- Born: Eritrea

Academic background
- Education: BSc, Chemistry, University of Alberta MSc, University of Guelph MD, McMaster University

Academic work
- Institutions: Stanford University

= Aida Habtezion =

Canadian physician and immunologist

Aida Habtezion is an Eritrean physician and immunologist. In 2021, Habtezion took a leave of absence from Stanford University to become the Chief Medical Officer of Pfizer and head of Worldwide Medical and Safety within Worldwide Research, Development, and Medicine.

==Early life and education==
Habtezion was born in Asmara, Eritrea to Memhir Ethiopia Habtezion and Woizero Roman Haregot. Through her mother, she is the granddaughter of Dejazmach Haregot Abbai who served as Mayor of Asmara from 1963 until 1974. She completed her Bachelor of Science degree in chemistry from the University of Alberta, her Master of Science in nutritional sciences at the University of Guelph, and her medical degree from McMaster University.

==Career==
Following her clinical fellowship training, Habtezion obtained postdoctoral research training in Immunology at Stanford University. Habtezion was a fellow in the laboratory of Eugene Butcher where she became interested in ulcerative colitis. Habtezion then joined the faculty at Stanford in 2010 as an assistant professor of medicine. Upon joining the faculty, led her own laboratory which "aims to understand immune mechanisms and identify potential immune-based therapeutic targets for pancreatitis and inflammatory bowel disease." As a result of her research, she was elected a member of the American Society for Clinical Investigation in 2017.
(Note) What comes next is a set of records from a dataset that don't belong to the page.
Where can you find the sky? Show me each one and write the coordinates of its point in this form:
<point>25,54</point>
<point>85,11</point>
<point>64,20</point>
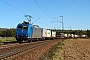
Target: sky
<point>46,13</point>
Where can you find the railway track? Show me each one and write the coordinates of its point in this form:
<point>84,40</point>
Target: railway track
<point>14,49</point>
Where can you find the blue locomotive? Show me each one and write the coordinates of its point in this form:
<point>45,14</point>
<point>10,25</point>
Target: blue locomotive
<point>28,32</point>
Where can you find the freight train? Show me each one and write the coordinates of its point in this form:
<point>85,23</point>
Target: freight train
<point>28,32</point>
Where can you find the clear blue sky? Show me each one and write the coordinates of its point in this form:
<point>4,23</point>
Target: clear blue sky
<point>76,13</point>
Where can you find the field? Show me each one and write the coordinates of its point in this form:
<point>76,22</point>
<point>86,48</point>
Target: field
<point>7,39</point>
<point>72,49</point>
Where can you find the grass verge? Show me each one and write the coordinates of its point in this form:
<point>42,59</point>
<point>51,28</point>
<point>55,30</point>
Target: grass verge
<point>54,53</point>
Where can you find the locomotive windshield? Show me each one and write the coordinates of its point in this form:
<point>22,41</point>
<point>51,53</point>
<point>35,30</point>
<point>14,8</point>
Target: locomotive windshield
<point>22,27</point>
<point>25,27</point>
<point>19,27</point>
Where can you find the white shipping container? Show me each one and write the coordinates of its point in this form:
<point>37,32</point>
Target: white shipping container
<point>48,33</point>
<point>44,32</point>
<point>53,34</point>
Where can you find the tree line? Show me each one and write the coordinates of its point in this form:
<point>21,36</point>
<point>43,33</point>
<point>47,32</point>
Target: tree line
<point>4,32</point>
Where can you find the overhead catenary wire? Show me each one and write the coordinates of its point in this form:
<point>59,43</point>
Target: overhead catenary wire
<point>13,6</point>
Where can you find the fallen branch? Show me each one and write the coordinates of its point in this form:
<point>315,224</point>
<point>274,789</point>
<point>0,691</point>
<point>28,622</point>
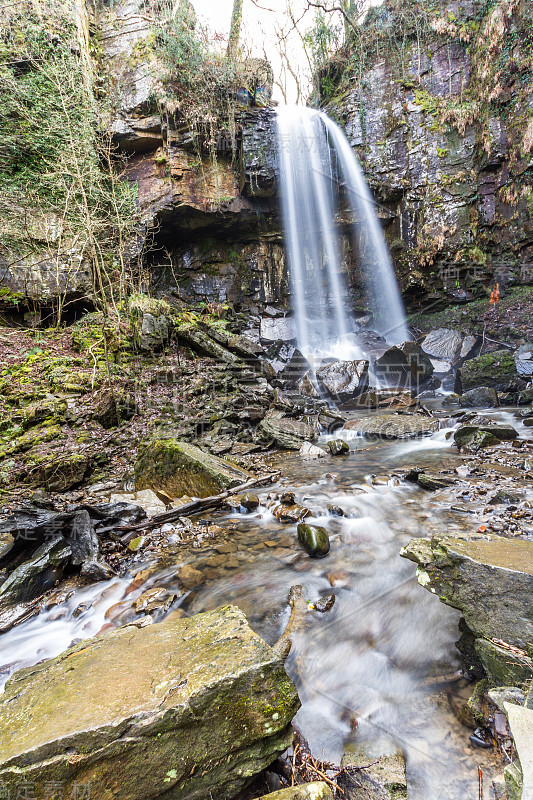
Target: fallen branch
<point>195,507</point>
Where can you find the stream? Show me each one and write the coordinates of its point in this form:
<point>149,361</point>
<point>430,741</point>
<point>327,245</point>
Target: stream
<point>376,672</point>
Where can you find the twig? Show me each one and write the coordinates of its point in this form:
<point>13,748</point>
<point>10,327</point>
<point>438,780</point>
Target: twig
<point>192,508</point>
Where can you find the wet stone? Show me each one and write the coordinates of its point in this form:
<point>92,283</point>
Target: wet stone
<point>314,539</point>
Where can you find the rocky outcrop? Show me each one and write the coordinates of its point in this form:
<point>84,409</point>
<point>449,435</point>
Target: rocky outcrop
<point>436,102</point>
<point>179,468</point>
<point>489,579</point>
<point>206,703</point>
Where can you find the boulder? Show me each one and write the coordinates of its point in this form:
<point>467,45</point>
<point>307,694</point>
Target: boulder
<point>483,435</point>
<point>179,468</point>
<point>280,329</point>
<point>39,573</point>
<point>287,432</point>
<point>444,344</point>
<point>305,791</point>
<point>393,426</point>
<point>343,380</point>
<point>338,447</point>
<point>203,701</point>
<point>482,397</point>
<point>496,370</point>
<point>489,579</point>
<point>524,360</point>
<point>314,540</point>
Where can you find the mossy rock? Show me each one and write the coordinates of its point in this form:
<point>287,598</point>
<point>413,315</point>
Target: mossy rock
<point>206,703</point>
<point>179,468</point>
<point>496,370</point>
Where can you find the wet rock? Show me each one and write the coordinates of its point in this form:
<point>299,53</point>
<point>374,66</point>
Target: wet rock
<point>444,344</point>
<point>38,574</point>
<point>325,603</point>
<point>208,725</point>
<point>190,576</point>
<point>307,388</point>
<point>280,329</point>
<point>393,398</point>
<point>392,426</point>
<point>496,370</point>
<point>490,580</point>
<point>305,791</point>
<point>287,432</point>
<point>250,501</point>
<point>179,468</point>
<point>433,482</point>
<point>338,447</point>
<point>314,540</point>
<point>383,776</point>
<point>63,471</point>
<point>343,380</point>
<point>478,436</point>
<point>482,397</point>
<point>524,360</point>
<point>308,450</point>
<point>521,724</point>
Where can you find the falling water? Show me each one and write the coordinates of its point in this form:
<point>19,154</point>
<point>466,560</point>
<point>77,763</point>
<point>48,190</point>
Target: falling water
<point>313,150</point>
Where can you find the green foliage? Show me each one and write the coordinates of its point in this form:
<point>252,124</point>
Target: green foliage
<point>60,197</point>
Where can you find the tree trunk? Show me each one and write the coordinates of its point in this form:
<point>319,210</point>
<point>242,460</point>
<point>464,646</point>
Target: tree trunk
<point>235,30</point>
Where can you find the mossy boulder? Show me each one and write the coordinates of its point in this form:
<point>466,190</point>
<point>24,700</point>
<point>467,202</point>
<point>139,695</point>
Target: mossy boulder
<point>179,468</point>
<point>496,370</point>
<point>202,702</point>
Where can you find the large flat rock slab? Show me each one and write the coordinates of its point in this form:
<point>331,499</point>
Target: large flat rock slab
<point>393,426</point>
<point>192,708</point>
<point>489,579</point>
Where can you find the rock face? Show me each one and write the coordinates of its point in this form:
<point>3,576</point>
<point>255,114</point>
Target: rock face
<point>206,703</point>
<point>490,580</point>
<point>392,426</point>
<point>179,468</point>
<point>436,131</point>
<point>343,380</point>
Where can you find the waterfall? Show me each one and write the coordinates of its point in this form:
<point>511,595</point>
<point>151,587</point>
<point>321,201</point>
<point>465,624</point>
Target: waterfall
<point>314,154</point>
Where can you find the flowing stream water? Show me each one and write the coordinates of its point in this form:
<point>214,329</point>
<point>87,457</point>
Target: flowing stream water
<point>317,169</point>
<point>374,671</point>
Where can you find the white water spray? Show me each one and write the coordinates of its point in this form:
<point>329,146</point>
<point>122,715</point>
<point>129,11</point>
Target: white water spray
<point>312,149</point>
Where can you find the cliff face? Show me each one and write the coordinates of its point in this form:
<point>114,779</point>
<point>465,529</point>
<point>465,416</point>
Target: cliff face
<point>437,101</point>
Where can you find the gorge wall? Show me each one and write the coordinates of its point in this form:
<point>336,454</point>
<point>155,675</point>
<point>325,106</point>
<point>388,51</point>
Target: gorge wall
<point>435,98</point>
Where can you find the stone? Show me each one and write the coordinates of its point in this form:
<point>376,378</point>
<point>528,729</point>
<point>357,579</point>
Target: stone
<point>524,360</point>
<point>488,578</point>
<point>287,432</point>
<point>154,332</point>
<point>314,540</point>
<point>521,724</point>
<point>495,434</point>
<point>250,501</point>
<point>308,450</point>
<point>190,576</point>
<point>179,468</point>
<point>40,572</point>
<point>496,370</point>
<point>63,471</point>
<point>305,791</point>
<point>343,380</point>
<point>338,447</point>
<point>482,397</point>
<point>383,777</point>
<point>280,329</point>
<point>205,700</point>
<point>393,426</point>
<point>444,344</point>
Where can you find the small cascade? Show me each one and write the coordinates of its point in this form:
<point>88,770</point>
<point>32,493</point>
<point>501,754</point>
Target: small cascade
<point>314,154</point>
During the COVID-19 pandemic, Habtezion co-authored SARS-CoV-2 Testing, Prevalence, and Predictors of COVID-19 in Patients with Inflammatory Bowel Disease in Northern California. In 2021, Habtezion took a leave of absence from Stanford to become the Chief Medical Officer of Pfizer and head of Worldwide Medical and Safety within Worldwide Research, Development, and Medicine.